Last Thursday, the News-Press received an obituary from a woman that reported the Covid-19-linked death of her mother at The Kensington on March 6. However, The Kensington disputes the report, telling the News-Press “out of respect for the privacy for [the resident] and her family we will not discuss any details of her condition, other than to confirm that she was not tested for Covid-19.”
In Virginia, the novel virus has infected 148 residents and staff and killed 40 at Henrico County’s Canterbury Rehabilitation and Healthcare Center near Richmond, “one of the largest concentrations of deaths in a long term care facility in our country,” Northam said Friday. In response, the governor announced the creation of a task force aimed at fighting outbreaks of Covid-19 in nursing homes.

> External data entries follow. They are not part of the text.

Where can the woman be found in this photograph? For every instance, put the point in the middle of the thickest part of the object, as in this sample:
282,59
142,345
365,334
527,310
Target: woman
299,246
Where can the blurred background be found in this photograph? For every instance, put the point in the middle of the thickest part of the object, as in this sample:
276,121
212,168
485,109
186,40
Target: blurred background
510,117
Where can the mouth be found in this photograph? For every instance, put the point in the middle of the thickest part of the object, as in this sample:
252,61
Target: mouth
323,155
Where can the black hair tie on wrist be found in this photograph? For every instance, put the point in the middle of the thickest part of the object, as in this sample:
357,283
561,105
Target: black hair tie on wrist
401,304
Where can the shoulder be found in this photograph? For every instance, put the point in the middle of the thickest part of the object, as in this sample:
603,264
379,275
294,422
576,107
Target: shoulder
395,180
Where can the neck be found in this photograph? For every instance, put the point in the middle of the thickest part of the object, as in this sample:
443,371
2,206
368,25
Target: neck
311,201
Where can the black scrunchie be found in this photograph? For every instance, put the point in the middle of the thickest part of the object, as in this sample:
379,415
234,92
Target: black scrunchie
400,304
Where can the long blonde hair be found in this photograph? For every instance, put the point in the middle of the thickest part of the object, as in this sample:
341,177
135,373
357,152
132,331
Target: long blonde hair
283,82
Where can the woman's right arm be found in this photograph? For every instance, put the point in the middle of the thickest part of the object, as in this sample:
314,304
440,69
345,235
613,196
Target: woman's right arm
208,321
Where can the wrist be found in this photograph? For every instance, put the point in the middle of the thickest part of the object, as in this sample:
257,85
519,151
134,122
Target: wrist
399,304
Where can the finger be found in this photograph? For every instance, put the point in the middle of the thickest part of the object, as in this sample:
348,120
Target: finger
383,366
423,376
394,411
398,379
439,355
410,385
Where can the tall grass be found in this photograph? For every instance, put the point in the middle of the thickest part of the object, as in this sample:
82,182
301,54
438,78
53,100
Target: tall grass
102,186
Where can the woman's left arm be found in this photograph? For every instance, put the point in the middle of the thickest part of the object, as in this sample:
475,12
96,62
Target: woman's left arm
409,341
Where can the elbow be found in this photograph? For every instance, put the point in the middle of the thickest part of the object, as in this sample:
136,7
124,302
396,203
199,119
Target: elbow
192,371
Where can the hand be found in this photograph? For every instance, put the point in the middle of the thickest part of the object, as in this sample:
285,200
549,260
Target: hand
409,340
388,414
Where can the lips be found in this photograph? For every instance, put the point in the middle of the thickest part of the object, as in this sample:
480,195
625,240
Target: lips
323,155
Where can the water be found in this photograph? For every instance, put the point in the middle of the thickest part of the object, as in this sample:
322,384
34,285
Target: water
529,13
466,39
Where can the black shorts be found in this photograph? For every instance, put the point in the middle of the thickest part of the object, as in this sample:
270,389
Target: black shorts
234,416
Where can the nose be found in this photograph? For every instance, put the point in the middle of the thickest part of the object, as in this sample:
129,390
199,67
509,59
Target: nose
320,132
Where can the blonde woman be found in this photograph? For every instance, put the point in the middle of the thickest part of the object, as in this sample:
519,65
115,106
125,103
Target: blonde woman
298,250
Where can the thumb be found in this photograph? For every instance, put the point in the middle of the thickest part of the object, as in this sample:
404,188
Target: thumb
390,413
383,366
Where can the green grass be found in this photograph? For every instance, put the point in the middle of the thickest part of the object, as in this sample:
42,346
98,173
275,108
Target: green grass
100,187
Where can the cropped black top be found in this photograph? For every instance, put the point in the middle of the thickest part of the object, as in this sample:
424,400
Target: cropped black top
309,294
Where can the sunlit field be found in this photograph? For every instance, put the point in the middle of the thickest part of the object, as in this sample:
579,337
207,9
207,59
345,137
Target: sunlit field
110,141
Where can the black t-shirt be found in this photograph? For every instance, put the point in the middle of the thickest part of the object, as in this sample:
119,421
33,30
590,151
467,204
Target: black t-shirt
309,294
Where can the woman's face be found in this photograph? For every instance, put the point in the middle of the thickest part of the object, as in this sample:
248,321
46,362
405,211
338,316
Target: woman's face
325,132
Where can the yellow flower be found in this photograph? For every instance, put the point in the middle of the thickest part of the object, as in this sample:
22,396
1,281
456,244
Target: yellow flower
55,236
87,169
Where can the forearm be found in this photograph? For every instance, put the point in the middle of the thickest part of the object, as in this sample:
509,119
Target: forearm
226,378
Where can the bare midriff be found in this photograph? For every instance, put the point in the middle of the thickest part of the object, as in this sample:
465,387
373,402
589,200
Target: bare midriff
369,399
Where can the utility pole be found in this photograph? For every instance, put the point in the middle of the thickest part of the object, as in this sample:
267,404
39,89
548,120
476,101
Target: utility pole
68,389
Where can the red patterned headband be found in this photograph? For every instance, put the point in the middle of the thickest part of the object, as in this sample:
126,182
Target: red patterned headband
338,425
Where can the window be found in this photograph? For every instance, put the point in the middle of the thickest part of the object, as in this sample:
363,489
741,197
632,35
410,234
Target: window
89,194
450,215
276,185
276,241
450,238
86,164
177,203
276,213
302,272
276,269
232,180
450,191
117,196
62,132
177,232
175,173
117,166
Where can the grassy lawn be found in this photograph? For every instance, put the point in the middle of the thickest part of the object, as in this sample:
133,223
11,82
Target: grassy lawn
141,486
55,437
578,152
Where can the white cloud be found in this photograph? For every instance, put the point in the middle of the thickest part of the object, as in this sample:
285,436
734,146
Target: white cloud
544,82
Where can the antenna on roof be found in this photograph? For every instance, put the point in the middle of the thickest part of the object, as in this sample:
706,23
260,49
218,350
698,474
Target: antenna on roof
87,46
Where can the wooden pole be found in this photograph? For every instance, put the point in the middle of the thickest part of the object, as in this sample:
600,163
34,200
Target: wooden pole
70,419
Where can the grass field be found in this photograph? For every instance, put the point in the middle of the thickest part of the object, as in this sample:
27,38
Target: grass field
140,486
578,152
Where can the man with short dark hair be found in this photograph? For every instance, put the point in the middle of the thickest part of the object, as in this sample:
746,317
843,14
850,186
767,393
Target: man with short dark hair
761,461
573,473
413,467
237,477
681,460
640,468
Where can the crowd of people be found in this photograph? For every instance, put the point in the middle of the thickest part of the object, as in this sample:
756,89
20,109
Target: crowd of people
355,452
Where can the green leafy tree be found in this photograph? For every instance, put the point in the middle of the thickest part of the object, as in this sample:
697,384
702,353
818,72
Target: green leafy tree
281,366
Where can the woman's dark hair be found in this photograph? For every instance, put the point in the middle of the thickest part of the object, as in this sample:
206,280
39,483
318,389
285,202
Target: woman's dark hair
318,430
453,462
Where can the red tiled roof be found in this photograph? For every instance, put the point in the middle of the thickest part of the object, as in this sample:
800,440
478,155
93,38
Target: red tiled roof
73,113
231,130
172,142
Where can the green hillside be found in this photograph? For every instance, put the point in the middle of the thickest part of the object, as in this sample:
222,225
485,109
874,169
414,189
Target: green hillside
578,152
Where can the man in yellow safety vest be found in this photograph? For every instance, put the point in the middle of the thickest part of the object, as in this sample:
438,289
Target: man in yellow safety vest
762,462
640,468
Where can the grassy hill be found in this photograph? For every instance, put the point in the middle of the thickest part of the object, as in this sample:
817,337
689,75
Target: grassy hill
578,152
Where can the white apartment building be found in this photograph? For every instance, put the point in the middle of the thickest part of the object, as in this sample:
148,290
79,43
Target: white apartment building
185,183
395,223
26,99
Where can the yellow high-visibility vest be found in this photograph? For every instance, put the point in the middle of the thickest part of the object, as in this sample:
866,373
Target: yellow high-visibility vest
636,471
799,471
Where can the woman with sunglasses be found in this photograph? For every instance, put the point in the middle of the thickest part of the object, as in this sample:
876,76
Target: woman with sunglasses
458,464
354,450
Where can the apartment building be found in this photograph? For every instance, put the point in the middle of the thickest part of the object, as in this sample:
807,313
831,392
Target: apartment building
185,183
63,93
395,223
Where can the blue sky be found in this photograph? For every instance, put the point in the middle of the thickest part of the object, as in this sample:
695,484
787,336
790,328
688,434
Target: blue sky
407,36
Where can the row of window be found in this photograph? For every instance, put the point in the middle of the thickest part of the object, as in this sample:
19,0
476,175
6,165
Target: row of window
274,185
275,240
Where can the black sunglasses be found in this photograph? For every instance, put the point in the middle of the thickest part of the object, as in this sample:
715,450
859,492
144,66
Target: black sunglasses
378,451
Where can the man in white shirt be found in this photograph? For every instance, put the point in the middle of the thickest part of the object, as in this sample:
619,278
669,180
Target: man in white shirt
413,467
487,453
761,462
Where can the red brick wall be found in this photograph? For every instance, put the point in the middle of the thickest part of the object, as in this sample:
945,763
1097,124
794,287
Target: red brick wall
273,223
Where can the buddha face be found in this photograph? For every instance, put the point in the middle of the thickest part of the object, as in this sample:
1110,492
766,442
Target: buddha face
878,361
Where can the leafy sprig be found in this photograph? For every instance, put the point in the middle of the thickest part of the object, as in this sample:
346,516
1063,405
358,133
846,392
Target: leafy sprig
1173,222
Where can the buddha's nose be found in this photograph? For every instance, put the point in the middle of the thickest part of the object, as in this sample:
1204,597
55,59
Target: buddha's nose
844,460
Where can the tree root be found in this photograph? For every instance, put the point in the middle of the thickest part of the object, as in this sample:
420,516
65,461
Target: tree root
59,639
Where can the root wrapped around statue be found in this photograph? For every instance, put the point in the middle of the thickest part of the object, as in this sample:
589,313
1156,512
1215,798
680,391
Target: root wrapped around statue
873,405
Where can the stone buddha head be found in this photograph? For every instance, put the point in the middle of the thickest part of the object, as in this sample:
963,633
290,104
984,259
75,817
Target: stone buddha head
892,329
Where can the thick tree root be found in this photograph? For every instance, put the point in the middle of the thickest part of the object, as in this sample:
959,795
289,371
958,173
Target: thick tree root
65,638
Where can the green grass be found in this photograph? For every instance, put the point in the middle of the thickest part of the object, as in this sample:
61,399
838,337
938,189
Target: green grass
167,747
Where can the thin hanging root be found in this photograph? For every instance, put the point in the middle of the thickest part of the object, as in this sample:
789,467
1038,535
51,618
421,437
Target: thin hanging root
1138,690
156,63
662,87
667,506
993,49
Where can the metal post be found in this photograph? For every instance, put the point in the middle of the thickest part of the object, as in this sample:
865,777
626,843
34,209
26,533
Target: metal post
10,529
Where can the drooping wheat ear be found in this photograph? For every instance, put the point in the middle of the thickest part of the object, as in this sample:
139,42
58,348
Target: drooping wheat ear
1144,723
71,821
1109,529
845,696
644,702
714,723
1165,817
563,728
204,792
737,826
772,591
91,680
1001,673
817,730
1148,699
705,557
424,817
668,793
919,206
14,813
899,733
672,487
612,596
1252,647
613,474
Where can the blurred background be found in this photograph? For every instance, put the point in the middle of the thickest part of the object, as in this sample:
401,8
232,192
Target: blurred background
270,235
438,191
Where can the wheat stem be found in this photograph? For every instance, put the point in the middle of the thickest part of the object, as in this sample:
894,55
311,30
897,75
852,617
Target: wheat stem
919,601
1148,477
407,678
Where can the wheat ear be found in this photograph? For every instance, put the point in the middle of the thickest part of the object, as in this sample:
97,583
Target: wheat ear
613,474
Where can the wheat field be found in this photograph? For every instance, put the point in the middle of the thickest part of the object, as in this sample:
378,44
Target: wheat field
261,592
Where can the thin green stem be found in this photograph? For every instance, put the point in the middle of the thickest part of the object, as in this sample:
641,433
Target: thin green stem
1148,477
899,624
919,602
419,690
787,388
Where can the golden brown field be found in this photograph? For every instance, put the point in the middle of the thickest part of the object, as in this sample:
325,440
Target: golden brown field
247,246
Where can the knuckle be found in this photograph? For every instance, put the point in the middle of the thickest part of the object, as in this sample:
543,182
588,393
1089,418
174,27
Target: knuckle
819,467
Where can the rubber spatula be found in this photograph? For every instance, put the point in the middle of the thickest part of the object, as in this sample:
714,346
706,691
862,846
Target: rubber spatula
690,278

“These are our parents and grandparents. We have a special obligation to protect them, in addition to our responsibility to protect public health,” Northam said.
More than half, 56 of 102, of the outbreaks in Virginia have been at long term care facilities, the VDH reported Tuesday. Dr. Laura Forlano, the department’s deputy commissioner for public health who is leading the new task force, said social distancing is “pretty difficult to achieve in a congregate care living situation or facility.”
As of Tuesday morning, 628 cases of the coronavirus have been reported in the state’s long term facilities and Forlano says staffing continues to be an issue in outbreaks.
On Monday, she reported a new outbreak at a Virginia facility over the weekend. While she wouldn’t identify the location, Forlano said the task force provided extra testing resources and personal protective equipment and was able to mobilize some nursing staff to help supplement the staffing in the facility.
“The task force, in general, will continue to work on higher level policy issues and strategies to ensure that we can sustain that kind of response in the future,” she said.
Out of five Falls Church area elder care homes, two, Goodwin House in Bailey’s Crossroads and Powhatan Nursing Home, reported they had no confirmed cases of Covid-19 in response to inquiries from the News-Press.
Goodwin House Bailey’s Crossroads Executive Director Justin Carwile told the News-Press that the new task force is a step in the right direction.
“We are grateful that the governor and his teams are paying closer attention to the needs of older adults and senior living communities during the Covid-19 pandemic,” Carwile said in a statement.
News-Press requests for information on the status of a potential coronavirus outbreak at the Falls Church area’s Chesterbrook Residences senior living facility have so far gone unanswered.